Ord ea’s Probing the Improbable
Toby Ord, Rafaela Hillerbrand, Anders Sandberg Probing the Improbable: Methodological Challenges for Risks with Low Probabilities and High Stakes
When an expert provides a calculation of the probability of an outcome, they are really providing the probability of the outcome occurring, given that their argument is watertight. However, their argument may fail for a number of reasons such as a flaw in the underlying theory, a flaw in the modeling of the problem, or a mistake in the calculations. If the probability estimate given by an argument is dwarfed by the chance that the argument itself is flawed, then the estimate is suspect.
[R]isk analysis commonly falls back on the distinction between model and parameter uncertainty. We argue that this dichotomy is not well suited for incorporating information about the reliability of the theories involved in the risk assessment. … [W]e therefore propose a three-fold distinction between an argument’s theory, its model, and its calculations.
There are a number of papers that warn that when experts make infeasibly low probability estimates, they are normally implicitly assuming that their understanding of the situation is precise and correct, and that we should treat their estimates with caution. The paper shows how to do this using a straightforward Bayesian argument. I have two quibbles:
- Some people who are employed as ‘experts’ routinely make this adjustment, and would seem to be better placed that ‘the man in the street’ to do so. I think that this should be encouraged, and that experts who don’t appreciate the limitations of their own knowledge, beliefs and estimates should be ‘re-educated’.
- The theory-model-calculation distinction has some advantages over the more common model selection – model application distinction, but could – I think – do with further development.
The dependence on theory etc is brought out by Jack Good’s notation P(A|B:C), where C is the context. The general point is that errors in determining probability are often due to the use of an inappropriate conception of the context.
It seems to me that experts do often have conceptions that bundle estimation of parameters, the selection of a model from those available and the general theory together. But another way of looking at it (following Good) is that:
- Some aspects of the conception will have a straightforward ‘space’ of possibilities, and the parameters within this space will have been adequately determined by experience, preferably by experimentation.

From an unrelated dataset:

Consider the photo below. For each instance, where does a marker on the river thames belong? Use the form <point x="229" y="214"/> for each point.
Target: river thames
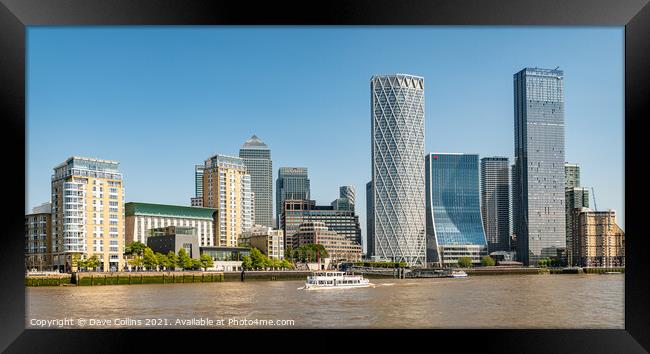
<point x="503" y="301"/>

- Some aspects will be more discreet, with less obvious alternatives. Nevertheless they will be reasonably ‘predictive’, and these predictions will have been checked. (I.e., subject to Popper’s falsification.)
- Other aspects have not been found wanting, but have not really been tested. (E.g., the view that we have a ‘new economy’ that will never crash.)
These have different impacts on how we should interpret naive estimates. For the 3rd aspects, at least, it doesn’t make much sense to consider P(True), but P(It matters). This will depend on how the estimate is to be acted upon. (E.g., if everyone acts as if there were no risk, the risk may be increased.) Moreover:
- The argument in the paper seems to leads to notions of imprecise probabilities (e.g., as in Boole, Keynes). Any precise probabilities would often seem arbitrary.
- As the paper says, just because the risk assessment is wrong, doesn’t mean that the risk is actually higher. But it does seem reasonable to act as if it is. This is reminiscent of the Ellsberg ‘paradox’.